In the end, the anthropological account of man as merely one animal among others, and the predatory environment characterized by the paradigm, “survival of the fittest“, is both believable and compelling.

Hobbs, Rousseau and Locke were precursors in their literary genius of bifurcating the condition into that of “state of nature” and “civil society”, and we can still fool ourselves within the surroundings of technology and architectural wonders, that we are somehow above the beasts of burden, and other amoebas and prehistoric entities; but like tumors and other things that grow, survival cannot be the standard of living; otherwise, staying put would be the way to go.

Sincerely,

Robert R. McGill, Esquire

 

Federal & Postal Disability Retirement: Purgatory Reverie

The state of the intermediate, the surreal loss of traction in suspended animation; of trying to jog on ice, or to reach a destination traveling on a treadmill; this is a sense one is left with in dealing with a juggernaut of a bureaucratic morass.

In this day of immediacy, where the instant satisfaction of wants and the now of gratifications is met and reinforced by the push of a key, the click of a mouse, and touch of a sensor; and as virtue is no longer looked upon as a necessary ingredient of character, but rather an irritating obstacle to a material goal, so patience cannot be wanting where fissures have widened to such an extent that chasms have created chaos.  Planning ahead is always the key to the timely confluence of achieving the stated goal.  And then some. And perhaps even to multiply the waiting time by a factor of 2.

For Federal employees and U.S. Postal workers who suffer from a medical condition, such that the medical condition prevents the Federal and Postal worker from performing one or more of the essential elements of one’s job, it is precisely that inherent self-contradiction of the constancy of being forever suspended, which gives rise to frustration and turmoil.

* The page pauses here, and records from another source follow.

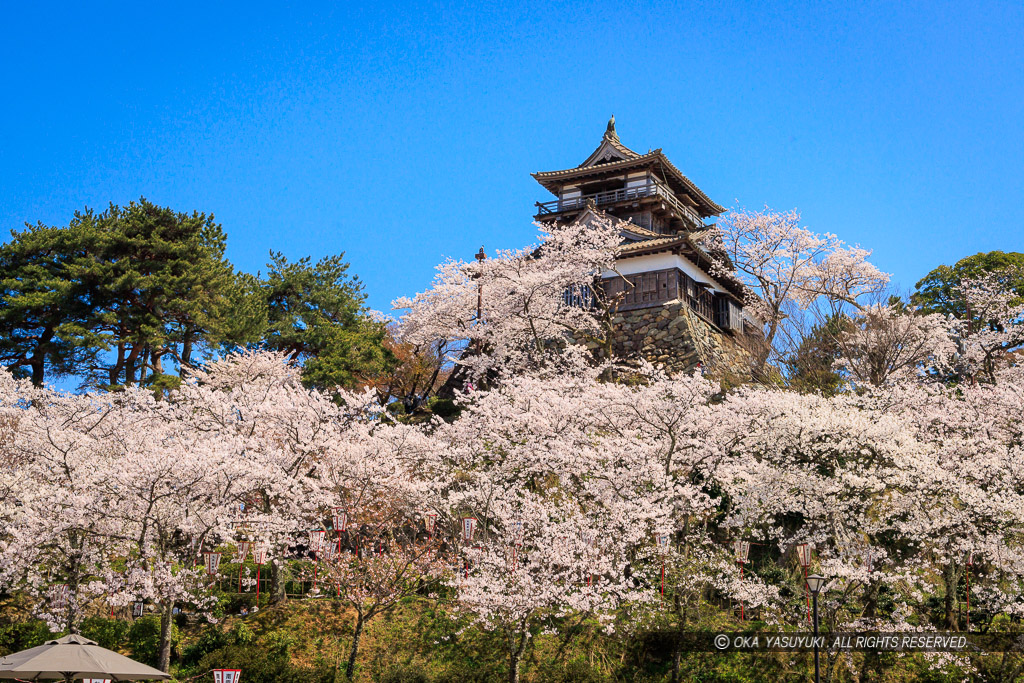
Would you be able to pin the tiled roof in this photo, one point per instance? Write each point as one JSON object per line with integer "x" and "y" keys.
{"x": 655, "y": 157}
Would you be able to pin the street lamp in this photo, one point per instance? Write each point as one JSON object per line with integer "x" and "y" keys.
{"x": 814, "y": 584}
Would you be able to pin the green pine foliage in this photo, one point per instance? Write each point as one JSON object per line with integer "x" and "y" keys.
{"x": 135, "y": 295}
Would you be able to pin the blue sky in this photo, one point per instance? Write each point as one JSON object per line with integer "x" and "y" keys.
{"x": 401, "y": 132}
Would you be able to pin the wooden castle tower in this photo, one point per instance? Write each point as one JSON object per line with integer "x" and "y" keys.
{"x": 670, "y": 306}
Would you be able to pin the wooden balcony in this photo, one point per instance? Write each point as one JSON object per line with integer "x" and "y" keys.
{"x": 654, "y": 189}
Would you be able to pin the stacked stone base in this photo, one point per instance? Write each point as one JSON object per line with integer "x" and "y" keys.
{"x": 674, "y": 337}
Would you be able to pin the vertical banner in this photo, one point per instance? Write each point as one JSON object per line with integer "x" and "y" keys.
{"x": 468, "y": 529}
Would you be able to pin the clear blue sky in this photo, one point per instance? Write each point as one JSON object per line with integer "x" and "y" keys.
{"x": 400, "y": 133}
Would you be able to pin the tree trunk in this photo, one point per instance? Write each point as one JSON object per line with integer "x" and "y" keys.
{"x": 350, "y": 669}
{"x": 515, "y": 655}
{"x": 276, "y": 585}
{"x": 166, "y": 629}
{"x": 38, "y": 359}
{"x": 949, "y": 578}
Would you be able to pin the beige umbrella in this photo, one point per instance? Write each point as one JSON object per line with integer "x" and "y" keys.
{"x": 73, "y": 657}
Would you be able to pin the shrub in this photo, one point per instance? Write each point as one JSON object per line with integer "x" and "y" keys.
{"x": 143, "y": 639}
{"x": 15, "y": 637}
{"x": 110, "y": 633}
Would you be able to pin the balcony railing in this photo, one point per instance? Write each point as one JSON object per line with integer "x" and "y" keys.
{"x": 622, "y": 195}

Much of it is in anticipation of what the Agency, or the U.S. Postal Service, will or will not do.  Will they initiate an adverse action during the process?  Will they approve the discretionary LWOP request?  Will they “support” the Federal Disability Retirement application, or attempt to undermine the procedural march towards OPM’s approval?

Waiting upon an agency is never a good idea; neither in deciding to move forward on a Federal Disability Retirement application, nor in trying to make an educated guess as to what the agency’s reaction would be (or, in dealing with one’s agency, is it an oxymoron to concurrently use the terms “educated” and “guess”?).  Agencies move at their own pace, and do what they want, when they want, as fiefdoms and totalitarian republics are decidedly meant to provoke.

It is never a good idea to make one’s decision concerning preparing, formulating and filing for Federal Disability Retirement benefits, whether one is under FERS, CSRS or CSRS Offset, by waiting upon an agency’s actions; for, the immediacy of ignorance may never come about, or suddenly be initiated yesterday; and as purgatory is in and of itself a reverie of angels suspended in timeless harpsichords of orchestrated serenity, so the ill Federal or injured Postal employee who thinks that it is a good idea to wait upon the Federal agency or the U.S. Postal Service before initiating a Federal Disability Retirement application, will of course remain lost in the long and winding road leading to the pearly gates of tomorrow.